New Senior Bowl Exec Talks College Football Finances, Game Changes (Featured)

The new director of the prestigious Senior Bowl, Drew Fabianich, owns nearly two decades' time with America's Team -- the Dallas Cowboys -- as well as college general manager stints at Auburn and West Virginia. 

When he speaks about college football, as he did Tuesday, folks tend to listen. 

Appearing as a guest on the SEC Network's Paul Finebaum Show, Fabianich addressed his move from the NFL -- 18 years as a scout in Jerry Jones' Dallas Cowboys organization -- as well as where college football most differs from the NFL.

Namely: constant change. 

"The NFL doesn't change a lot, but in college football it changes every five minutes," said Fabianich, who briefly coached at the University of Tennessee under both Johnny Majors and Phillip Fulmer.

Fabianich earlier this year replaced Jim Nagy atop the Senior Bowl after Nagy departed for a lucrative, multi-year deal worth nearly seven figures annually to serve as general manager of the Oklahoma Sooners football program.

But Fabianich, based on his own experiences at the collegiate level and applying his NFL knowledge, believes there's a better path for college "general managers." 

"A lot of the quote general manager titles are young men that really, truly don't handle everything that a general manager in the NFL does," he said. "Do they handle structure, do they handle the 85 support staff (members)? Do they handle how the money is allocated, the valuation of it? Probably not 

"But I think what I learned is that it is a lot of work in college football. And, if you split it up and have the Transfer Portal part and the high school recruiting part separate, I think it makes you program a lot more efficient. And, again, I also think that you have to work within a salary cap. It's not really a cap; it's really a budget."

Like the NFL, Fabianich said college rosters need to have a tiered pay structure for players/positions and noted that assistant coaches cannot carry excess influence into a business situation that has personal feelings. 

"If you have a budget that you have to work within, I think that's ultra-important," Fabianich said. "Like, your left tackle is going to make more than your right tackle. Your receiver is going to make more than your tight end. Your quarterback is going to make more than everybody. If you have to split that up by percentage and how you value those positions, because you can't have a lot of assistant coaches saying, 'Well, we just have to pay him this just to keep him.' Well, the first thing that happens is that you over-promise and under-deliver and it drives your program down. Because then guys don't want to play or guys leave really quickly. That's what I learned taking the pro model into college and showing them actually how to structure their programs. And I think that's the way of the future and that's why guys like Jim (Nagy) ventured into it, and that's why I did, too. You get tired of being on the road. While I was there with the Cowboys for 18 years, I spent 13-and-a-half of them in hotel rooms. So, it got a little old.

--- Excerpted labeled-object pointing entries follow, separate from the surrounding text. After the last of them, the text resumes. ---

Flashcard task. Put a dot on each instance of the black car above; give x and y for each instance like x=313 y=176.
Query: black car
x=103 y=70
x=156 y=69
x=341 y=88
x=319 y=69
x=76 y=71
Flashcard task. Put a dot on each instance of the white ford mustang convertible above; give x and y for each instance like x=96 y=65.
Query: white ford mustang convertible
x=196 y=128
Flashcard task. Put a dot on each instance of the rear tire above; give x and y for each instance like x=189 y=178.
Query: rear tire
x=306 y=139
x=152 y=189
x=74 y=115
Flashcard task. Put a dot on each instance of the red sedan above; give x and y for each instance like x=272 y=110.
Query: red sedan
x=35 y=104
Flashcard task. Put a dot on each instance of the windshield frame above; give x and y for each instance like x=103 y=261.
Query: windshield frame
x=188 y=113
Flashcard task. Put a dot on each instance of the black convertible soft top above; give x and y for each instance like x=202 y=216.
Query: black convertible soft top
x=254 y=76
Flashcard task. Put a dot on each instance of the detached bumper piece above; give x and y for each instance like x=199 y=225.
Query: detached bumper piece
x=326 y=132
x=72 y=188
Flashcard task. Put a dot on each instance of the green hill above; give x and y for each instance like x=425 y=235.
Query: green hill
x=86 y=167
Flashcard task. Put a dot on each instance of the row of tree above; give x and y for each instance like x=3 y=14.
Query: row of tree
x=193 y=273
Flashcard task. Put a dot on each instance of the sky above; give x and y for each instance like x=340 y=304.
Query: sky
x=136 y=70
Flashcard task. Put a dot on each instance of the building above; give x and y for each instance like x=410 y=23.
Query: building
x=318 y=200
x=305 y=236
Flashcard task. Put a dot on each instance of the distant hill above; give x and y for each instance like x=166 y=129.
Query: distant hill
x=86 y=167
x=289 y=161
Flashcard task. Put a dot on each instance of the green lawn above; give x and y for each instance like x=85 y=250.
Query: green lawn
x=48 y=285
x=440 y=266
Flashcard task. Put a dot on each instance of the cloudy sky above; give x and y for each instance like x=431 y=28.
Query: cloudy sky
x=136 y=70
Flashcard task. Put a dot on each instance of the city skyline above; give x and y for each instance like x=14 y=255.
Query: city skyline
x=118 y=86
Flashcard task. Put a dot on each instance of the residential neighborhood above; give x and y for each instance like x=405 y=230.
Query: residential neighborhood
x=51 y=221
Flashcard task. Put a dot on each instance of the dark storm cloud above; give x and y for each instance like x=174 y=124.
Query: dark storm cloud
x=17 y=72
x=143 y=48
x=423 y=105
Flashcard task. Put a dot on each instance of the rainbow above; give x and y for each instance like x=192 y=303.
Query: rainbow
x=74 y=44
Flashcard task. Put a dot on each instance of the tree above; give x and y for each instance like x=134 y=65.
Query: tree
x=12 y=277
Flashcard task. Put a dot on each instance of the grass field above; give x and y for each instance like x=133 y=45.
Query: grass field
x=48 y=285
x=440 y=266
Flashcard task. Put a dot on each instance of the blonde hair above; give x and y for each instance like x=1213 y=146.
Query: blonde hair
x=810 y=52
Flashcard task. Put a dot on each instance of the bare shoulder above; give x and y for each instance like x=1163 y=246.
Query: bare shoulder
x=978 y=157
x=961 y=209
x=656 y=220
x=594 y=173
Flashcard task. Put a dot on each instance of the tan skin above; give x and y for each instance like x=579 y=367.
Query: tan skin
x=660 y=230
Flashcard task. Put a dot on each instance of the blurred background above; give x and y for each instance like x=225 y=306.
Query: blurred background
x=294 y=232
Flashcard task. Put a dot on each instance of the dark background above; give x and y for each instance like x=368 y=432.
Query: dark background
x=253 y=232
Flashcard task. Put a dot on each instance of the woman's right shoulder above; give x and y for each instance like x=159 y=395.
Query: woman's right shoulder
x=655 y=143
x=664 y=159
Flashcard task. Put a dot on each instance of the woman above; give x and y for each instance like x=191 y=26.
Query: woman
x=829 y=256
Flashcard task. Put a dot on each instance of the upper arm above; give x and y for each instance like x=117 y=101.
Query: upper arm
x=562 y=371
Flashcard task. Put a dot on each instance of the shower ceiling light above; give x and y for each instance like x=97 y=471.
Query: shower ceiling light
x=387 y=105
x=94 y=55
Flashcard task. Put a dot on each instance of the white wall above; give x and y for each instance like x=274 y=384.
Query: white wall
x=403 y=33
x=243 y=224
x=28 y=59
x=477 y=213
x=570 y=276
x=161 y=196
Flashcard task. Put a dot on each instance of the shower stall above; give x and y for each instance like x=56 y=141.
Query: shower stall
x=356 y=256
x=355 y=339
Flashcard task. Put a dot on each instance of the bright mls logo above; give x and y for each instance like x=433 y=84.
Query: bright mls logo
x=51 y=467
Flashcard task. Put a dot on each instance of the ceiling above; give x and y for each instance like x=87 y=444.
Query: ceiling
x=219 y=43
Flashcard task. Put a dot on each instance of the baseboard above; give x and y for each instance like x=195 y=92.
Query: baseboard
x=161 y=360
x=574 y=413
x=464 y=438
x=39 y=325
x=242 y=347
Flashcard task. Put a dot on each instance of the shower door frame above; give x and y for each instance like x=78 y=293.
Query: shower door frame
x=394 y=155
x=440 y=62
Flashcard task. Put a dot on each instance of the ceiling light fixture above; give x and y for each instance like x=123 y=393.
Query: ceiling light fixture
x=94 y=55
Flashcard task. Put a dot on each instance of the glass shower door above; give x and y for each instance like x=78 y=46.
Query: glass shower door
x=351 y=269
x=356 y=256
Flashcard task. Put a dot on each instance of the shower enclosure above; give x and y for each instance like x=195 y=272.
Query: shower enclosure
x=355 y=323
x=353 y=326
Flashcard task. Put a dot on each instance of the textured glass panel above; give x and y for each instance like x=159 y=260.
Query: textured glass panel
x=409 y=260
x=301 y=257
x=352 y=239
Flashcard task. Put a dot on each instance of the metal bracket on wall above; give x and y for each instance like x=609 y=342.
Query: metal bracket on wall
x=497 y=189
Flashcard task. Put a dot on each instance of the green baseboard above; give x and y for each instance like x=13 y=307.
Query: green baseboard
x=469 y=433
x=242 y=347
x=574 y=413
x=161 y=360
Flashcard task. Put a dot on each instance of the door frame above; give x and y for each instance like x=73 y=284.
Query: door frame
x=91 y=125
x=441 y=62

"It changes every five minutes in college football and it's going to be that way until somebody governs it. "

On the Senior Bowl, which has a new title sponsor in Panini as it enters its 77th year in Mobile, Alabama, Fabianich teased some changes to the selection process.

"We're going to have a different form of the (Senior Bowl) watch-list coming out in the middle of August," he revealed. "So, we already know who we're targeting already through a lot of work, through a lot of time watching tape and then we'll get into a 'Hot List' of guys who are increasing their value. Then we'll go with the invites in November like we always have. 

"The process never really stops. As soon as the first cycle ends after the game, we move into the cycle of getting the next class ready to go."